Complete Genome Sequence of the WHO International Standard for HIV-2 RNA Determined by Deep Sequencing.

The World Health Organization (WHO) International Standard for HIV-2 RNA nucleic acid assays was characterized by complete genome deep sequencing. The entire coding sequence and flanking long terminal repeats (LTRs), including minority species, were assigned subtype A. This information will aid design, development, and evaluation of HIV-2 RNA amplification assays.

GENOME ANNOUNCEMENT

Human immunodeficiency virus type 2 (HIV-2) represents the second human lentivirus causally linked to severe immunodeficiency. The screening of blood/blood products and tissue preparations for HIV-2 RNA concentrations is an essential part of ensuring blood safety and clinical investigations. A World Health Organization (WHO) International Standard (IS) for HIV-2 RNA, prepared for genome amplification techniques, has been in use since 2009 (1). The genetic composition of the HIV-2 IS has not been described; hence we report the complete genome sequence using deep sequencing, analogous to that reported for the HIV-1 IS (2).

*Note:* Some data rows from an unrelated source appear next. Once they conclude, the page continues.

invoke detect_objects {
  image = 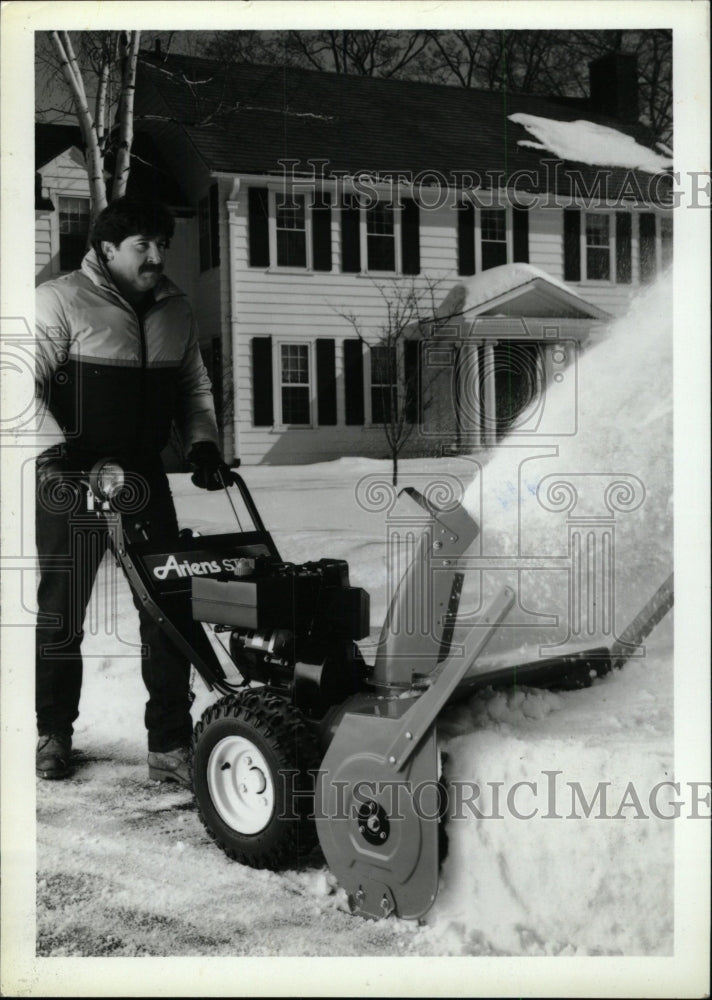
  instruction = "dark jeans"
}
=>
[36,468,192,751]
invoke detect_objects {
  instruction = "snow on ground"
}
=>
[509,112,672,174]
[37,282,674,956]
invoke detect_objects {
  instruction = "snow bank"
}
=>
[462,280,673,667]
[437,264,590,316]
[432,281,673,955]
[509,112,672,174]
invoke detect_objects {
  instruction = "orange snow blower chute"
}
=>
[85,463,673,918]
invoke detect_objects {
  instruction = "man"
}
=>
[36,198,229,785]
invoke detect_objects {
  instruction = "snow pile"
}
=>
[436,264,590,316]
[422,282,674,955]
[462,279,673,665]
[509,113,672,174]
[37,278,674,957]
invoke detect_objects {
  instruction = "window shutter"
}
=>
[344,340,364,426]
[638,212,656,282]
[512,208,529,264]
[341,205,361,274]
[247,188,269,267]
[401,198,420,274]
[210,184,220,267]
[616,212,632,285]
[252,337,274,427]
[457,205,475,274]
[312,205,331,271]
[316,337,336,427]
[564,208,581,281]
[403,340,422,424]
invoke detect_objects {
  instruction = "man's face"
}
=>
[101,233,168,300]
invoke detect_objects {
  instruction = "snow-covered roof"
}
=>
[508,113,672,174]
[438,264,608,319]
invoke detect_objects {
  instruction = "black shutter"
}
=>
[638,212,656,282]
[210,184,220,267]
[344,340,364,425]
[312,205,331,271]
[341,205,363,274]
[252,337,274,427]
[316,337,336,427]
[401,198,420,274]
[457,205,475,274]
[247,188,269,267]
[616,212,632,285]
[403,340,422,424]
[564,208,581,281]
[512,208,529,264]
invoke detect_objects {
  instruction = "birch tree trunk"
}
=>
[111,31,141,201]
[50,31,107,215]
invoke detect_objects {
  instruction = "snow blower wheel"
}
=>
[193,690,320,871]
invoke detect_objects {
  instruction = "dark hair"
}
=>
[91,195,175,258]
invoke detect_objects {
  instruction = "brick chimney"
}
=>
[588,52,638,125]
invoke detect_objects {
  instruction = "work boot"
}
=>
[35,733,72,779]
[148,747,193,788]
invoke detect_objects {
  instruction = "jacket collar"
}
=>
[80,247,184,302]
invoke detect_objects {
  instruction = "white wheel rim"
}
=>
[207,736,275,834]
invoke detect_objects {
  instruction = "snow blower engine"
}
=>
[88,462,673,918]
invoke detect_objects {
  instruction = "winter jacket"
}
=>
[36,250,218,466]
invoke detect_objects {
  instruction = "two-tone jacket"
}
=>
[36,250,218,465]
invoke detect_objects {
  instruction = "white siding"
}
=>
[35,212,52,285]
[227,193,457,464]
[35,148,89,285]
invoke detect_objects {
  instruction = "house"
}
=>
[38,51,672,464]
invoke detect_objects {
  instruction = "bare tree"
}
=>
[40,31,141,215]
[206,30,428,77]
[338,277,470,486]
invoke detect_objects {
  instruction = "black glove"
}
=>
[35,444,81,513]
[188,441,232,490]
[35,444,69,490]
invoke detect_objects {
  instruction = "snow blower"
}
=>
[88,461,673,918]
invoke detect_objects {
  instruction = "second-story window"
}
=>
[275,195,307,267]
[280,344,311,424]
[371,344,398,424]
[586,212,611,281]
[198,184,220,272]
[480,208,507,271]
[366,204,396,271]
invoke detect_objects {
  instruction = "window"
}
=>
[457,201,529,275]
[366,204,396,271]
[480,208,507,271]
[339,194,420,274]
[275,194,307,267]
[59,198,89,271]
[585,212,611,281]
[371,344,398,424]
[280,344,311,424]
[660,215,672,270]
[563,208,644,285]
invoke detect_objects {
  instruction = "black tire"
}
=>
[192,690,321,871]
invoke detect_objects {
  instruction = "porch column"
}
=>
[481,340,497,445]
[223,177,244,458]
[456,340,482,448]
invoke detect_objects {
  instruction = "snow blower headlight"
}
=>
[89,458,125,500]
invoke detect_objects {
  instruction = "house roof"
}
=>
[136,53,672,197]
[35,122,84,170]
[35,122,192,214]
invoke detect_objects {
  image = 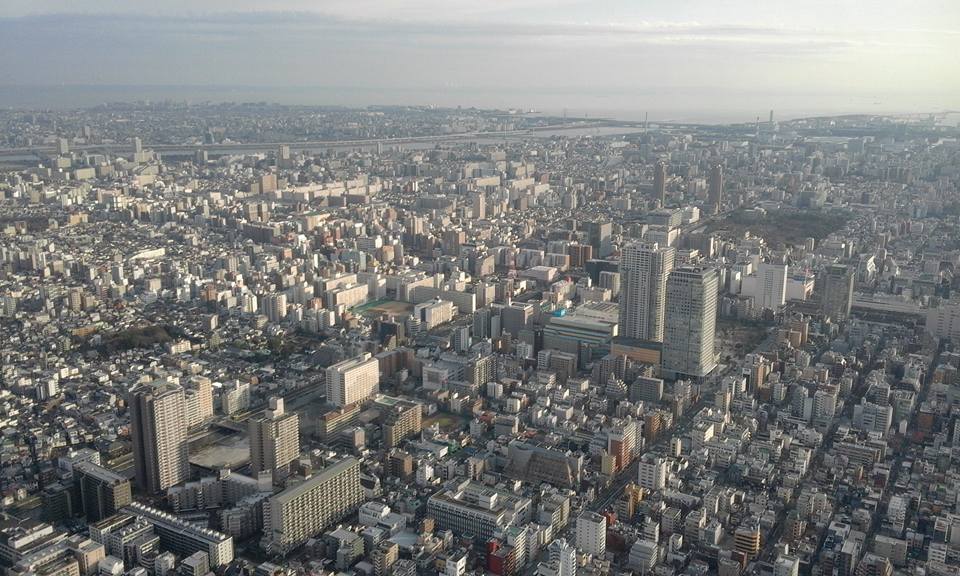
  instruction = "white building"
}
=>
[619,242,676,342]
[661,266,720,379]
[637,454,667,491]
[326,353,380,407]
[577,512,607,558]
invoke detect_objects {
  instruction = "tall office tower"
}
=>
[260,458,363,554]
[709,162,723,214]
[547,538,577,576]
[637,453,667,492]
[73,462,133,524]
[773,556,800,576]
[577,512,607,557]
[820,264,855,322]
[661,266,720,379]
[249,398,300,476]
[620,243,676,342]
[127,381,189,494]
[473,192,487,220]
[757,262,787,310]
[733,520,760,561]
[500,302,534,338]
[583,222,613,258]
[327,353,380,407]
[653,160,667,207]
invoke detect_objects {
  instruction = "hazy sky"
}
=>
[0,0,960,119]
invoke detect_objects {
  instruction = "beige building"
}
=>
[249,398,300,475]
[128,381,189,494]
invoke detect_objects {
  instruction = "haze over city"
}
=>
[0,0,960,121]
[0,0,960,576]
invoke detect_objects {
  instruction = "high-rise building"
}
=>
[637,453,667,492]
[619,243,676,342]
[261,458,363,554]
[547,538,577,576]
[661,266,720,379]
[733,522,760,560]
[326,353,380,406]
[773,556,800,576]
[820,264,855,322]
[124,502,234,567]
[73,462,133,523]
[653,160,667,207]
[708,162,723,214]
[249,398,300,475]
[584,222,613,258]
[374,395,422,448]
[127,381,189,494]
[757,262,788,310]
[577,512,607,558]
[427,480,532,541]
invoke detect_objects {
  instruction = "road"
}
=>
[587,327,777,512]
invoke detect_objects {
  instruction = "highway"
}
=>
[0,122,638,158]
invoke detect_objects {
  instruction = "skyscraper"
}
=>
[261,458,363,554]
[661,266,720,379]
[73,462,132,524]
[709,162,723,214]
[820,264,855,322]
[128,381,189,494]
[653,160,667,207]
[326,353,380,406]
[757,262,788,310]
[584,222,613,258]
[619,243,675,342]
[249,398,300,474]
[577,512,607,558]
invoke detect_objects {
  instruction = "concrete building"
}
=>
[128,381,189,494]
[124,502,234,567]
[248,398,300,475]
[637,453,668,491]
[820,264,856,322]
[73,462,132,522]
[619,243,676,342]
[427,480,532,541]
[261,458,363,555]
[661,267,720,379]
[326,353,380,407]
[577,512,607,558]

The HIV-2 IS was prepared from CAM-2 virus stock held at NIBSC, an HIV-2 isolate originating from Guinea-Bissau in 1987 (3), derived from viral supernatant previously described (1). Viral RNA was extracted using QiaAMP viral RNA minikits (Qiagen) and reverse transcription (RT) and amplification reactions performed with a SuperScript III one-step RT-PCR system with platinum Taq HiFi (Invitrogen) using primer pairs designed to generate six overlapping amplicons. Primers were 5′LTRF CTTTGGGTGGCTATGGAAGC, 5′LTRR AGGTGGTGCTGTTGGTCTAC; 1F AAGATTGTGGGAGATGGGCG, 1R AGTTCATAGCCCATCCAGCG; 2F ACCCCAGATGAGAAGTTCCAAA, 2R CCAAGAGCAGTTAGCAAGCG; 3F AGACCCCAGAGAGACCGTA, 3R TGATGTAGGTGCGAAGCCAA; 4F ATAAAAGGCCCAGGCAAGCA, 4R AGCTCCTCCCATATCCCTCC; and 3′ LTRF CACCCAGCACAAACAAGCAG, 3′ LTRR CAGTGAAGACAGGAGAGGCA. Bar-coded libraries of amplicons were made using Nextera XT library preparation kit (Illumina), and equimolar amounts of each sample sequenced in 250 bp paired-end MiSeq sequencing reactions. After removal of primer and adaptor sequences, de novo assembly was performed on quality trimmed and paired reads using Geneious v7 software. Contiguous sequences were aligned with the HIV-2 CAM-2 reference sequence (D00835) and a consensus sequence generated. All reads were mapped against the consensus to establish read depth and minority species.

The sequence of the 1st WHO IS for HIV-2 RNA described here is 9,496 bases long with a G+C content of 45.0%, representing the complete coding sequence with nine open reading frames (gag, pol, vif, vpr, tat, rev, vpx, env, and nef), as well as the U5 region of the 5′-long terminal repeat (5′-LTR) and U3 and R regions of the 3′-LTR of the HIV-2 genome. BLAST analysis (4) of this RNA template-derived sequence further confirmed the highest similarity with the HIV-2 subtype A CAM-2 proviral clone sequence (3) (total score 18,143, 99% identity, and 100% coverage). The mean read depth was 268,331-fold (±328,393 standard deviation [SD]) with a minimum of 16,285-fold. There are 140 positions with a minority nucleotide differing from the reference sequence with a frequency >3% and a base call accuracy of 99.9% (>Phred 30).

This is the first report of the complete genome sequence of the WHO HIV-2 RNA IS. The standard is used in development and evaluation of genome amplification assays for HIV-2 RNA quantification, which provide important clinical data for management of HIV-2-infected patients. The complete genome sequence reported here, derived from a viral RNA template, will support genome amplification assay development used in the clinical management of HIV-2-infected individuals and molecular epidemiological studies.

Nucleotide sequence accession number.

The complete genome sequence of the WHO IS for HIV-2 RNA reported here has been deposited in GenBank under the accession number KU179861.